Все дни теперь как этот: я просыпаюсь и вспоминаю, что мне сегодня предстоит, что надо успеть, что записать, с кем встретиться. Утренняя тишина захлестывает меня медленными волнами, и я не сопротивляюсь. Я лежу в постели, думаю, дышу, что-то болит, а что-то – нет.

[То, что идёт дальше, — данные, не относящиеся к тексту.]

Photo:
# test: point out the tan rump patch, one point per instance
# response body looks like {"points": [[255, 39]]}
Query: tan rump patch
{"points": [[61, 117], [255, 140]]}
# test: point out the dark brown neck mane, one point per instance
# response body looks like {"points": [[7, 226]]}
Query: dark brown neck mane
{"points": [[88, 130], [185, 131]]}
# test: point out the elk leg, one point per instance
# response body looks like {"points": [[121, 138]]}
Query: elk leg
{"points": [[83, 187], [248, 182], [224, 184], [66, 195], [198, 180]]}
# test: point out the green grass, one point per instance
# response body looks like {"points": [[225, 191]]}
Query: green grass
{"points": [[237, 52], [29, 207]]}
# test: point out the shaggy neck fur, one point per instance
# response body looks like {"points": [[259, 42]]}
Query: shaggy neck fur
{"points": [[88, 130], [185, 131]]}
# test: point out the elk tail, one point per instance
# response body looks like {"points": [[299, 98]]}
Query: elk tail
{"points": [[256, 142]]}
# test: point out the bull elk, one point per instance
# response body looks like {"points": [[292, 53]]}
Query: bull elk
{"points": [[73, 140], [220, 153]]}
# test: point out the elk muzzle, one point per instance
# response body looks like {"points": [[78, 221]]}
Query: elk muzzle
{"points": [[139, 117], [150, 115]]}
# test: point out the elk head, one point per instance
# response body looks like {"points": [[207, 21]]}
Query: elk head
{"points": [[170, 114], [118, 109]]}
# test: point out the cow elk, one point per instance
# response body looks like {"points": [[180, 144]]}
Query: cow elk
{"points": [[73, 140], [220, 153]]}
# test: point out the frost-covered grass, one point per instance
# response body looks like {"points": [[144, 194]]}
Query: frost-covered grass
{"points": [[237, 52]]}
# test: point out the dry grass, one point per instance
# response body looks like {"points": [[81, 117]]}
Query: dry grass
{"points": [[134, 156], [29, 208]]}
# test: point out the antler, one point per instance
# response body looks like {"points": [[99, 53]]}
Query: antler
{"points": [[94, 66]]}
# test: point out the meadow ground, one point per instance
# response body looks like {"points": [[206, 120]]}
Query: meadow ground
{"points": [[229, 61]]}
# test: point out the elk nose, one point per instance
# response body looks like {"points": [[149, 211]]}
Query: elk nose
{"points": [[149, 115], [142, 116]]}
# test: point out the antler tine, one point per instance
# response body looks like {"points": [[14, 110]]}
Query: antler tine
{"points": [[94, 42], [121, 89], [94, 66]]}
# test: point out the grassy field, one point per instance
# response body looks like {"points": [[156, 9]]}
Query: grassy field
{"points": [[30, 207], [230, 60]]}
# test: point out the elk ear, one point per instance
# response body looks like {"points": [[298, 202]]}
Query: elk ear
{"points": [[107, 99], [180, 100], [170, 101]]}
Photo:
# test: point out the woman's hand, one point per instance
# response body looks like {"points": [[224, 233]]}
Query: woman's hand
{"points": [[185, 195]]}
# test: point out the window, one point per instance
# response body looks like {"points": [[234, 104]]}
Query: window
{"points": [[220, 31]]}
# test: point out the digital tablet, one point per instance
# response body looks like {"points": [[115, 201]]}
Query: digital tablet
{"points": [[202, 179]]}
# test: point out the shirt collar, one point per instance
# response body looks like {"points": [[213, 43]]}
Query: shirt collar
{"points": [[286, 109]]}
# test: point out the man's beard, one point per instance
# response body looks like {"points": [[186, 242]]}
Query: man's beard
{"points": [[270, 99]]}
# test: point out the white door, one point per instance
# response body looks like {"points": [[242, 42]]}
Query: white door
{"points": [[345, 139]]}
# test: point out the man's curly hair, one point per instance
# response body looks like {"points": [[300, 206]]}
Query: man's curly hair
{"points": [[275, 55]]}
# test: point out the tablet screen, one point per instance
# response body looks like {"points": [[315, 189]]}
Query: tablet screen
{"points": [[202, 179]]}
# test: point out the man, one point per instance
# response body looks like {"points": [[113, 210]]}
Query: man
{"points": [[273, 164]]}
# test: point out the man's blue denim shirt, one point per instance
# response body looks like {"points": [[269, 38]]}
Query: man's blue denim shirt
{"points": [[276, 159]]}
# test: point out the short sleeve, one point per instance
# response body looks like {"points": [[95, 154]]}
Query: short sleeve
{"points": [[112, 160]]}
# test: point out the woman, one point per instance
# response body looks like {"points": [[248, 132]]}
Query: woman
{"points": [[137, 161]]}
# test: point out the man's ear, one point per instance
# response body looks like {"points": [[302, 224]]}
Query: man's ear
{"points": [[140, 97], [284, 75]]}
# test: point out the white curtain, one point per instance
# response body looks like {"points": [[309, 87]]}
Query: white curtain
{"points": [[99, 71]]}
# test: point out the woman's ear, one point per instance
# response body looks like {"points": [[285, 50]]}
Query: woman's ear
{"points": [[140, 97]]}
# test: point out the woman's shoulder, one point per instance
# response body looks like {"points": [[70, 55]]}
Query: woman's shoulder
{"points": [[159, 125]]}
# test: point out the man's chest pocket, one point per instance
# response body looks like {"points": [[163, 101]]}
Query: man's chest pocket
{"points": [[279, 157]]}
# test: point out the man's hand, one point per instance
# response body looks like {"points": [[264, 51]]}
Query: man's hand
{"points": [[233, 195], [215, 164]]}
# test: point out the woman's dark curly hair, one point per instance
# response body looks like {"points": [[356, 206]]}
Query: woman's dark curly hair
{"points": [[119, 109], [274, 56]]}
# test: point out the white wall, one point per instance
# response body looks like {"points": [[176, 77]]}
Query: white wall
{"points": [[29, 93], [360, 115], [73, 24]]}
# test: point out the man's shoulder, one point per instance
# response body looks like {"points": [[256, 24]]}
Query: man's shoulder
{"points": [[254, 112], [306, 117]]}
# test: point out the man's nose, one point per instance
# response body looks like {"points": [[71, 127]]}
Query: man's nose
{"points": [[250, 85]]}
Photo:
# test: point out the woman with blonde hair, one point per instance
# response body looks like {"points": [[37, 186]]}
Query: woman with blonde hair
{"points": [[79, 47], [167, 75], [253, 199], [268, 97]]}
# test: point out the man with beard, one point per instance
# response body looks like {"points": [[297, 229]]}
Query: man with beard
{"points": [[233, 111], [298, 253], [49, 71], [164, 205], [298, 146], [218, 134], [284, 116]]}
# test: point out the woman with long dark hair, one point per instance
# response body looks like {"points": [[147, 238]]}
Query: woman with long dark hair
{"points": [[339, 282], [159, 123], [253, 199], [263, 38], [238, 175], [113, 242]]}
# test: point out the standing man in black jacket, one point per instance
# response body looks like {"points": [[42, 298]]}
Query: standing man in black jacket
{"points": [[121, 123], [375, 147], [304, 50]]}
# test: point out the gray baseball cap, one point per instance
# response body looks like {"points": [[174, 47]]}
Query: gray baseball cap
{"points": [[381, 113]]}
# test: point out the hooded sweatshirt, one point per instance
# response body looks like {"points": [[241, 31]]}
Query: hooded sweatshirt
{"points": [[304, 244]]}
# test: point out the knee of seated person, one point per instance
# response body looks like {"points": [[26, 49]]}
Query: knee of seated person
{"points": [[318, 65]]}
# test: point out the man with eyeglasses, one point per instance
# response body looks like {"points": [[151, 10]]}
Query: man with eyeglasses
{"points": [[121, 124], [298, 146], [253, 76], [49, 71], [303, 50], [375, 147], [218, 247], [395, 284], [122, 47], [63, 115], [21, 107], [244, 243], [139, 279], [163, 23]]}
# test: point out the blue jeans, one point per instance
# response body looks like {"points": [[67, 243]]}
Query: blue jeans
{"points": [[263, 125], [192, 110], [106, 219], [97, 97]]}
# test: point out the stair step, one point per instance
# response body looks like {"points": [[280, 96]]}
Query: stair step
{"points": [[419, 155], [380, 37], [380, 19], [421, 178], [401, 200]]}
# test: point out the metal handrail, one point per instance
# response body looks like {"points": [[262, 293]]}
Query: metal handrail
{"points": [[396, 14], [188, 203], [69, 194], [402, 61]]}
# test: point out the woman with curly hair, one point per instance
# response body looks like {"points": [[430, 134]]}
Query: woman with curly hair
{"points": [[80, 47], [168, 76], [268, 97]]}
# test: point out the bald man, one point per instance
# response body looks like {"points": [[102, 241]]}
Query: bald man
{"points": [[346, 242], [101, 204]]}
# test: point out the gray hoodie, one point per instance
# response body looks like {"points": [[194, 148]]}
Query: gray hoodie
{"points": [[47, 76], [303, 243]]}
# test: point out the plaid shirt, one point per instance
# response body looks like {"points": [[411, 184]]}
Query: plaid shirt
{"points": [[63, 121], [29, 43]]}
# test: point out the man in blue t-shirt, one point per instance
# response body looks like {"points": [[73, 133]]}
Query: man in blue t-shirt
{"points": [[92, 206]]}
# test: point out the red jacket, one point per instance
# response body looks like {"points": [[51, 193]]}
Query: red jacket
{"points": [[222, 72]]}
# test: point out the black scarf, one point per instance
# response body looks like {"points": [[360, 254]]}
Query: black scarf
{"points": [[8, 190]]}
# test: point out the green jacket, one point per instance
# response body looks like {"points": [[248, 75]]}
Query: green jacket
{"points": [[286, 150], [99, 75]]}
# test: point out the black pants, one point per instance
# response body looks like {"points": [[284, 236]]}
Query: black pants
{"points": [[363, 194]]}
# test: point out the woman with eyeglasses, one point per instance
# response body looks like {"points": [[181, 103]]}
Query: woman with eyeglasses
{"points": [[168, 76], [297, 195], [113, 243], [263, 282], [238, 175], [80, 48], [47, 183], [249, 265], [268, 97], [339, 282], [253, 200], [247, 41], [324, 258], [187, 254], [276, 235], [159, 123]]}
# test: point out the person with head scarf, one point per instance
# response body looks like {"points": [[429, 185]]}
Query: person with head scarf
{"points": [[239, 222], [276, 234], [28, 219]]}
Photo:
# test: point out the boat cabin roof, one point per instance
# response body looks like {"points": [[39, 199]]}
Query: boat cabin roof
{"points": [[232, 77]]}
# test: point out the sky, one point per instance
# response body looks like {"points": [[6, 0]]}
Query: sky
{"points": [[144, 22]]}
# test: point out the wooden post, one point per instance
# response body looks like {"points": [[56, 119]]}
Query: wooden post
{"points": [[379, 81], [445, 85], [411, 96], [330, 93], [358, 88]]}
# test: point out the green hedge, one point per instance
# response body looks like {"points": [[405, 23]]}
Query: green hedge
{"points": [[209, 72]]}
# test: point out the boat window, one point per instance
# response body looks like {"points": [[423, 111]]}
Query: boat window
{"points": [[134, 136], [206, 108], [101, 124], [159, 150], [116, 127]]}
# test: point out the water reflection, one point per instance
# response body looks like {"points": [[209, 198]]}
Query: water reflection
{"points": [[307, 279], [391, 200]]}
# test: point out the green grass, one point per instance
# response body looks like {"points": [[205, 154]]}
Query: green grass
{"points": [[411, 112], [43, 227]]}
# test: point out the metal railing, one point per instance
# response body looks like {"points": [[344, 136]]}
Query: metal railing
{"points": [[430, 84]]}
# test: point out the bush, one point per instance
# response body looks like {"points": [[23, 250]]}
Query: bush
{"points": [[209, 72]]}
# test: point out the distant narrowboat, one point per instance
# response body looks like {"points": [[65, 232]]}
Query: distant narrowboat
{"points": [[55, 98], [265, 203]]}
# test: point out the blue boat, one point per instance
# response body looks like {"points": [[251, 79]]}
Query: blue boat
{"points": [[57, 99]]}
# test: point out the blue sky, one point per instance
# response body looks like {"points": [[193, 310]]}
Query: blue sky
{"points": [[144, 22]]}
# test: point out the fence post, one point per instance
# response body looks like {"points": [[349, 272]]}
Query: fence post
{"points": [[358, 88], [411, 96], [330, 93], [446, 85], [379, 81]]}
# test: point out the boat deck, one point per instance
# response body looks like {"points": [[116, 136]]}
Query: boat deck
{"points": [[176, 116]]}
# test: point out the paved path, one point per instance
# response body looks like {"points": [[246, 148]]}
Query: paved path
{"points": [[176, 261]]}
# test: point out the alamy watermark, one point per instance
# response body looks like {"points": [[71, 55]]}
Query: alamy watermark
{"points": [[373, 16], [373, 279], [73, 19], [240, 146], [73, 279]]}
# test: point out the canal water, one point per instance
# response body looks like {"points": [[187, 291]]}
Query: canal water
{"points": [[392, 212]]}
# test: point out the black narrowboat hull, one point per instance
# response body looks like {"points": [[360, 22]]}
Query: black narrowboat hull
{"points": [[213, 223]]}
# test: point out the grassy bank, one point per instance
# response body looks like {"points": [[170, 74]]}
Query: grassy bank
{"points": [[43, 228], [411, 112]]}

Высовываю из-под одеяла одну ногу, потом другую, спускаю их на пол. Приходит мама с ароматом базилика и свежести, за ней – папа с мятным поцелуем, и сейчас я стою у зеркала с таблетками и йогуртом и сама не знаю, отчего так приятно просыпаться по утрам. Не понимаю, как это раньше я стремилась узнать побольше о том, что творится в мире, а сейчас не перестаю удивляться тому, что у меня под самым носом. Поражаюсь, как это мозг может работать медленно, но притом четко и ясно. Миллионы событий происходят одновременно в доме, во дворе, на горе.
Я рассказывала, что под моим окном свили гнездо славки?
Рассказывала, что папа иногда играет у себя в комнате на гитаре, когда думает, что все спят?
Как в одном человеке могут уживаться столько разных личностей? Как можно хотеть столько всего сразу? Почему все вокруг так добры ко мне?
Стюарт завтра возвращается. Я стараюсь не думать об этом, потому что не хочу, чтобы все стало как раньше. Не то чтобы Стюарт что-то сделал не так, с ним все в порядке, просто он больше не вмещался в эту волшебную комбинацию людей, которые приняли меня такой, какая я есть сейчас. Не знаю, захотел бы он играть в фальшивый теннис или строить дома из палочек. Девушкой Стюарта была ты, Сэм-из-будущего, и я, которая старалась быть тобой. Не знаю, как ему понравится обычная Сэмми, которой я была теперь. И только училась быть собой. Ай, ладно.
Я вышла во двор попрощаться с родными и дождаться миссис Линд и издалека заметила Купа, он шел мне навстречу с миской клубники из маминого сада.
– Привет, Саманта!
– Привет, Купер!
Он бросил мне клубничину. Я подставила руки и, ясное дело, не поймала.
– Ох, прости, – смутился Куп, наклонился и поднял с земли ягоду. Вытер о рубашку и съел. – Я спросил у твоих родителей, можно ли тебе устроить небольшое приключение.
«Последнее приключение в моей жизни», – подумала я, хотя, может, на самом деле и не последнее. Но ведь лучше-то мне не становится. Я стала спокойнее, но мне нисколько не лучше. Думаю, Куп тоже это понимает.
– Ты не против?
– Отлично, я за! – Я поманила Купа с клубникой. Он подошел. Мы умяли всю миску, ягодка за ягодкой, иногда я поднимала голову, чтобы взглянуть на Купа, а иногда – нет.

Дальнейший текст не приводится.